Is the Press Being Muzzled?

By Rasheed Abou-Alsamh, Al-Jazeerah, 22 August 2003

Last Friday, President Gloria Macapagal Arroyo scolded the GMA-Channel 7 television reporter Tina Panganiban Perez for allegedly abetting rebellion by interviewing Sen. Gregorio Honasan before the state of rebellion had been lifted. She even publicly questioned whether her superiors at the network knew what she was doing, telling Perez that she would check with GMA management to find out if she had their approval to interview Honasan.

Shocked by the president's outburst, Perez just remained silent as the president berated her. Perez later explained that of course she had the permission of her superiors at the network, and that all their reporters were even encouraged to go out and try to be the first ones to interview Honasan.

Perez had told the president that she had interviewed Honasan on a certain date, but Arroyo contradicted her by saying that an intelligence agent had followed her and seen her interviewing the senator before the state of rebellion had been lifted.
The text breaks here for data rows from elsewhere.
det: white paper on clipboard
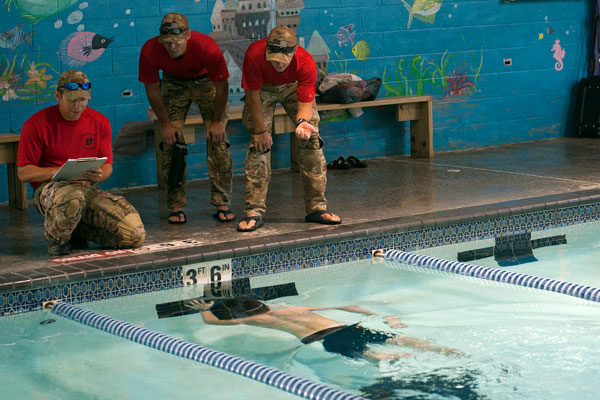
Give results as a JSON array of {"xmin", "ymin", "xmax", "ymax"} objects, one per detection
[{"xmin": 52, "ymin": 157, "xmax": 107, "ymax": 181}]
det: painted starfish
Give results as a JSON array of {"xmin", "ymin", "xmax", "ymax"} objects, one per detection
[{"xmin": 25, "ymin": 63, "xmax": 52, "ymax": 89}]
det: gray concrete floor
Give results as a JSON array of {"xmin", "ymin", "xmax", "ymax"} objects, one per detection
[{"xmin": 0, "ymin": 138, "xmax": 600, "ymax": 274}]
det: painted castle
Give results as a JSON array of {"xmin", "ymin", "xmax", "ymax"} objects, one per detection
[{"xmin": 210, "ymin": 0, "xmax": 330, "ymax": 94}]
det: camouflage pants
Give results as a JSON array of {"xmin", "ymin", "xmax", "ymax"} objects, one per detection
[
  {"xmin": 160, "ymin": 76, "xmax": 232, "ymax": 208},
  {"xmin": 242, "ymin": 83, "xmax": 327, "ymax": 215},
  {"xmin": 33, "ymin": 181, "xmax": 146, "ymax": 248}
]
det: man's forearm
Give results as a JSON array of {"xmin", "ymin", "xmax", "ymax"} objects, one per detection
[
  {"xmin": 17, "ymin": 164, "xmax": 60, "ymax": 182},
  {"xmin": 213, "ymin": 80, "xmax": 229, "ymax": 122},
  {"xmin": 246, "ymin": 90, "xmax": 266, "ymax": 134},
  {"xmin": 296, "ymin": 101, "xmax": 312, "ymax": 121},
  {"xmin": 145, "ymin": 83, "xmax": 169, "ymax": 124}
]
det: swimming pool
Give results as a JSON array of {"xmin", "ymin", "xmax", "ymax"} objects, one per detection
[{"xmin": 0, "ymin": 219, "xmax": 600, "ymax": 399}]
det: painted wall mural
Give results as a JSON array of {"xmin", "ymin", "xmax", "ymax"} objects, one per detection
[
  {"xmin": 382, "ymin": 50, "xmax": 483, "ymax": 97},
  {"xmin": 5, "ymin": 0, "xmax": 79, "ymax": 24},
  {"xmin": 402, "ymin": 0, "xmax": 444, "ymax": 29},
  {"xmin": 0, "ymin": 24, "xmax": 35, "ymax": 50},
  {"xmin": 0, "ymin": 51, "xmax": 59, "ymax": 102},
  {"xmin": 60, "ymin": 31, "xmax": 113, "ymax": 68},
  {"xmin": 551, "ymin": 39, "xmax": 566, "ymax": 71}
]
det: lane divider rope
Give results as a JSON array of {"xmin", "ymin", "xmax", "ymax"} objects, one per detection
[
  {"xmin": 384, "ymin": 249, "xmax": 600, "ymax": 303},
  {"xmin": 52, "ymin": 301, "xmax": 364, "ymax": 400}
]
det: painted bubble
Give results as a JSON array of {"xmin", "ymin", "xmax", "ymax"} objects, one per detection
[{"xmin": 67, "ymin": 10, "xmax": 83, "ymax": 25}]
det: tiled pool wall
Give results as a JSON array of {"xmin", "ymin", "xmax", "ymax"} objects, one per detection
[{"xmin": 0, "ymin": 203, "xmax": 600, "ymax": 316}]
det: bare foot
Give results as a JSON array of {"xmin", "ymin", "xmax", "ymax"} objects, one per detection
[
  {"xmin": 169, "ymin": 207, "xmax": 186, "ymax": 224},
  {"xmin": 238, "ymin": 215, "xmax": 262, "ymax": 232}
]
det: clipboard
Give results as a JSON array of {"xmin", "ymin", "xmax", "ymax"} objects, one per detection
[{"xmin": 52, "ymin": 157, "xmax": 107, "ymax": 181}]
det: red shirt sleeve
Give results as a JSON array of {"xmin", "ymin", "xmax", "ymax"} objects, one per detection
[
  {"xmin": 138, "ymin": 37, "xmax": 160, "ymax": 83},
  {"xmin": 294, "ymin": 47, "xmax": 317, "ymax": 103},
  {"xmin": 17, "ymin": 113, "xmax": 43, "ymax": 167},
  {"xmin": 242, "ymin": 39, "xmax": 266, "ymax": 90}
]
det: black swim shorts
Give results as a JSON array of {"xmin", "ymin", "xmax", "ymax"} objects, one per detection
[{"xmin": 323, "ymin": 324, "xmax": 394, "ymax": 358}]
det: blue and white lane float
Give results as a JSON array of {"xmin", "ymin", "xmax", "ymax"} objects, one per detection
[
  {"xmin": 52, "ymin": 301, "xmax": 364, "ymax": 400},
  {"xmin": 384, "ymin": 249, "xmax": 600, "ymax": 303}
]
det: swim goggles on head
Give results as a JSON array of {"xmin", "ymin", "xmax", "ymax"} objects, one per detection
[
  {"xmin": 59, "ymin": 82, "xmax": 92, "ymax": 90},
  {"xmin": 158, "ymin": 28, "xmax": 187, "ymax": 35},
  {"xmin": 267, "ymin": 43, "xmax": 296, "ymax": 54}
]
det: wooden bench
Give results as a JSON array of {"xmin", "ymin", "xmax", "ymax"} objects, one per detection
[
  {"xmin": 148, "ymin": 96, "xmax": 433, "ymax": 189},
  {"xmin": 0, "ymin": 133, "xmax": 27, "ymax": 210}
]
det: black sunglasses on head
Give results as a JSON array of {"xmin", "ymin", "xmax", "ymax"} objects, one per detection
[
  {"xmin": 59, "ymin": 82, "xmax": 92, "ymax": 90},
  {"xmin": 158, "ymin": 28, "xmax": 187, "ymax": 35},
  {"xmin": 267, "ymin": 43, "xmax": 296, "ymax": 54}
]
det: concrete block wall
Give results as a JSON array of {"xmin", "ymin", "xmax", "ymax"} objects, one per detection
[{"xmin": 0, "ymin": 0, "xmax": 593, "ymax": 202}]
Whether or not this makes any difference depends on which side of the fence you're on. To reporters, anyone who is of interest to a current development is fair game for an interview, even if he is the suspected head of the July 27 coup attempt. And in any case, the government hasn't charged him with anything yet, so what's the big deal?

It's really not the job of the press to point out the location of persons on the run to the government. That is the job of intelligence agents who work for the government. If President Arroyo was mad because it took a TV reporter to lead them to Honasan, why did she take it out on Perez? And if the government already knew where the senator was, why didn't they arrest him? Perhaps it's because they didn't, and still don't, have enough evidence that would stand up in a court of law?

After many in the press expressed shock and outrage at the president's dressing down of Perez, the president's handlers must have realized what a mistake it had been to do so and the furious spinning of damage control swung into action. Arroyo visited the headquarters of GMA- 7on Saturday to assure network officials that she wouldn't press charges against Perez. But the damage had already been done, and it sent a chilling message to all journalists that if the government doesn't like your stories, for whatever reason, threats can me made against you.

It's just so sad that in a country such as the Philippines, where freedom of the press has a long and healthy tradition (not withstanding the martial law years of the Marcos dictatorship), a president feels she can intimidate a TV reporter for having interviewed a senator that she doesn't like.